I flag almost all the recipes and ogle and drool over the latest and greatest kitchen appliances. I want to touch, smell and taste everything I see on the pages. I would love a grown up Scratch’n’Sniff version of this.

My kids have been known to steal my W-S catalog from me. One night, around Christmastime I went up to tuck the kids into bed. There was my almost-seven year old with my Thanksgiving 2007 catalog. He was reading through every thing very carefully, pen in hand circling the things he wanted, the martini olive puffs (!), the spanikopita triangles, the old world salami, and the crab cakes. He also marked up recipes such as easy spaghetti bolognese. “Can we make this one tomorrow, Mama?” He asked? “Sure,” I replied.

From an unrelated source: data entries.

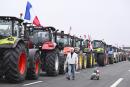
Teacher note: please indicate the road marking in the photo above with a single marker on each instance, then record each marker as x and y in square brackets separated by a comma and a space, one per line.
[32, 83]
[117, 82]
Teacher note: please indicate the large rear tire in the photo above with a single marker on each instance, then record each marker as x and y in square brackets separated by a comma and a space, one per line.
[34, 67]
[52, 64]
[15, 63]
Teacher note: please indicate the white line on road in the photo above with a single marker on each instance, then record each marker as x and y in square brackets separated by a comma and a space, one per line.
[117, 82]
[32, 83]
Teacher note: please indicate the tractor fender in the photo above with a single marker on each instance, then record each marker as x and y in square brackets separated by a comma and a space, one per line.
[17, 41]
[32, 53]
[49, 45]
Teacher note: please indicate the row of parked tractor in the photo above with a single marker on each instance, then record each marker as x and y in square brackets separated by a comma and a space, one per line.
[26, 50]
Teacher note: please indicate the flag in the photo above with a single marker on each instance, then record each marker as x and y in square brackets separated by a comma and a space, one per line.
[70, 30]
[90, 43]
[31, 17]
[27, 13]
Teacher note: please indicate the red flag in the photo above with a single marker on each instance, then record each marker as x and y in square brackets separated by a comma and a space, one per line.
[36, 21]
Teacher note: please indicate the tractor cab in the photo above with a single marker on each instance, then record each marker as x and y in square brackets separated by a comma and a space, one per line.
[10, 26]
[99, 46]
[39, 35]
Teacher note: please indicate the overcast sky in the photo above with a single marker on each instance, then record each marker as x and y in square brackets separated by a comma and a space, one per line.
[102, 19]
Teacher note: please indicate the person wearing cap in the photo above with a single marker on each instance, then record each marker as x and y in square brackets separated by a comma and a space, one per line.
[71, 60]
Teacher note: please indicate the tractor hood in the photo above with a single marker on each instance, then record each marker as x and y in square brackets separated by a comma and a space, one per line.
[7, 40]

I have never in my life made a frittata but I know I just have to have the Calphalon One nonstick frittata pan, and the Calphalon egg poacher, Oh and the Bialetti Mukka Express electric cappuccino maker! My almost seven year old wants the filled pancake pan pictured on page 23. He’s getting one for his birthday! Toward the back of the catalog is pictured the kitchen torch and just above it a recipe for tomato salsa that looks absolutely to die for! The pretty pastel cupcakes with flowers a top are beautiful and look easy enough to make… I make a mental note for future Birthday parties down the road. I love their dish and hand soaps… I make a mental note of all these wonderful things. Until we move from our Crazy Crowded House I have no room for all these wondrous appliances in my kitchen, but with my gift certificates that I have been collecting for a while now, I will be sure to pick up a few of these items when and if we do ever move. Meantime, I have a few new recipes to try in My Crazy Crowded Kitchen.